Hacker News new | ask | show | jobs
by tuacker 2699 days ago
Aside from a plane dropping out of the sky onto the direct road ahead, would a sufficiently well implemented self driving car ever end up in such a scenario?

The most basic rule of driving is to adjust your distance & speed to the surroundings/conditions. You should always be able to come to a complete stop without hitting anything. Obviously we humans suck at taking everything into account, but would the same hold true for self driving cars?

1 comments

Swerve (with 60% chance of survival) or break (with a 40% chance of survival). This may sound like sci-fi, but its simple math; if you know the distance of the hazard, coefficient of friction and speed. And you can crunch numbers really fast, these percentages are part of the decision process. And one puts the public at risk and the other puts the driver at risk. Now even if you had no more information and a utilitarian programmer decided to go with the numbers and swerve; swerving off-side will generally endanger the driver and near-side generally will endanger the public.

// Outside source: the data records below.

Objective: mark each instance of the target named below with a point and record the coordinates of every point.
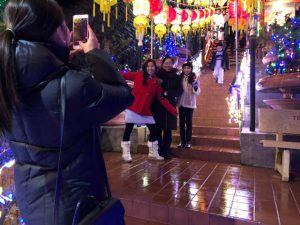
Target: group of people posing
(157, 93)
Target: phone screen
(80, 31)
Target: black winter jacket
(225, 61)
(92, 99)
(172, 89)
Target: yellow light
(186, 29)
(141, 7)
(105, 8)
(176, 29)
(140, 23)
(176, 23)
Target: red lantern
(156, 6)
(201, 13)
(206, 13)
(171, 14)
(184, 16)
(193, 15)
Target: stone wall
(252, 152)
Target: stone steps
(204, 153)
(212, 140)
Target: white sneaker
(126, 151)
(153, 151)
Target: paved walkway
(190, 192)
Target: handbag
(106, 212)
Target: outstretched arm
(130, 75)
(164, 102)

These decisions seem unavoidable.

These conundrums are irrelevant anyway. Over one million people die every year on the roads. The instant AI becomes better than humans, it's a moral imperative to adopt it, no matter what it does in these rare and contrived circumstances.
If this is your motivation then you will want the car to always default to saving the driver over pedestrian. To do otherwise would discourage adoption.

Not sure i'm so comfortable with this; it will result in a number of people killed who never accepted this risk and might have been safe. In order to save a number of people who accepted risk in the first place.